Witnessing it on a superficial level may make it seem immoral, but there are several factors that affect a criminal lawyer’s choice of clients. These attorneys face intense criticism for defending the accused, as it is not readily apparent why they have chosen to do so.
The law gives everyone the right to defend themselves, and criminal lawyers are the means by which the accused can do so. Let’s take a deep dive into the world of criminal law and find out why criminal lawyers in Toronto are not for criminals but for the accused.
5 Reasons Why Criminal Lawyers Defend The Guilty
1. Proof Of Guilt
The accused is innocent until conclusive evidence suggests otherwise. It is up to the prosecution to provide the said evidence, as simply accusing someone of any given crime is not enough.
Criminal lawyers represent the defendant to cross-examine the prosecution’s facts and ensure that the accused isn’t treated unfairly.
2. The Principles Of Justice
Justice is never one-sided; rather the law functions to remain impartial and provide an equal right to defence for everyone. In order to uphold the law, the accused may be represented by criminal lawyers, depending on the nature of the criminal charges and the evidence presented.
It is important for the defendant to have sufficient defence so as to avoid being proven guilty for a crime they did not commit.
3. Finding Humanity In The Accused
Some criminal lawyers strive to find humanity in their prospective clients. They acknowledge that personal circumstances contribute more to someone turning to a life of crime, rather than inherent malice.

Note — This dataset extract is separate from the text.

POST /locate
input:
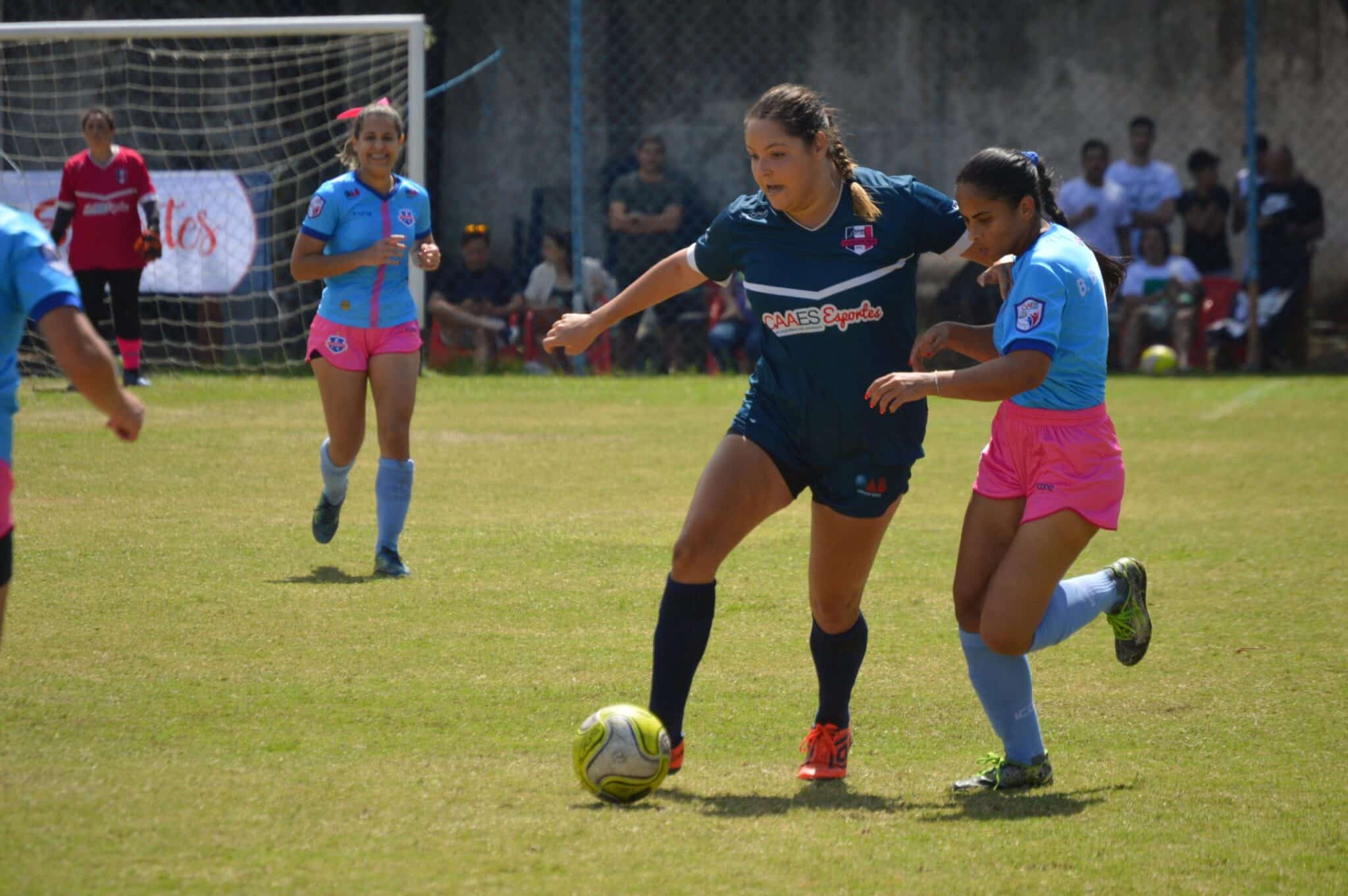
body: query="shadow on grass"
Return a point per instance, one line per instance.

Often, you will find criminal lawyers vehemently against the death penalty. They fight for a life sentence rather than allow a death sentence when defending a criminal who is indisputably guilty.
4. The Rights Of The Accused
According to Section 11 of the Canadian Charter of Rights and Freedoms, if a person is charged with a criminal offence, they reserve the right to:
- Be presumed innocent until proven guilty
- A speedy trial
- Be informed about the specific offence they are charged with
- A reasonable bail
- Not be a witness against themself
- Trial by jury if the offence punishes them with five years of imprisonment or more
In the interest of protecting these rights, criminal lawyers often represent the accused.

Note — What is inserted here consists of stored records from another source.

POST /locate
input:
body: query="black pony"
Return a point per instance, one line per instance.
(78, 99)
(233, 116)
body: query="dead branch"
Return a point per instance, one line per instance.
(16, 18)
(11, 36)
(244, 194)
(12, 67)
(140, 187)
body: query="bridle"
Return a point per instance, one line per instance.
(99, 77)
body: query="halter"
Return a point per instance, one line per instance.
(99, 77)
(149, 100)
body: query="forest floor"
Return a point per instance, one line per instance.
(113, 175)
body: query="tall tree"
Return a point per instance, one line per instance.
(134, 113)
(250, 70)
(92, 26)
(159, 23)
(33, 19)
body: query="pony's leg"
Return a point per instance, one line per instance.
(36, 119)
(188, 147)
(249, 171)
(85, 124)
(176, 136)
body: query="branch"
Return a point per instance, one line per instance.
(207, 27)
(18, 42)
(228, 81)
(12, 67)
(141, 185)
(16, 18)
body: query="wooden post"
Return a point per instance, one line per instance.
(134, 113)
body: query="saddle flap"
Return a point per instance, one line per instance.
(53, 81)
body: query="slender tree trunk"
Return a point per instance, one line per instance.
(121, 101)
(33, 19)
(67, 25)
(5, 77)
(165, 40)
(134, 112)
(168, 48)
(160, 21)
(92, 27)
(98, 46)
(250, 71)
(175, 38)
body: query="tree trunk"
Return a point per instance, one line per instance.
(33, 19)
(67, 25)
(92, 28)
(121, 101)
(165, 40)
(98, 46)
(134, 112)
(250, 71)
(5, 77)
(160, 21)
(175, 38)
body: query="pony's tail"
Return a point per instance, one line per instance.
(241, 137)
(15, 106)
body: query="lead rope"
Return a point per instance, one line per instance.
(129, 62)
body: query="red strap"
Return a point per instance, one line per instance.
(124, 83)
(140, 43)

5. Judgement From A Moral Standpoint
Though they are not morally committed to a criminal’s deeds, lawyers have a moral responsibility to hold criminals accountable. But that can also be turned around to ensure that the prosecution is held accountable in the event of a false accusation.
It is the moral choice of not allowing justice to be one-sided which drives criminal lawyers to defend the guilty.
The ethics of a criminal lawyer representing someone who is believed to be guilty has always been under scrutiny. But the truth of the matter is that lawyers are ethically bound to represent all clients as lawmakers and upholders while leaving the judgement to the judge.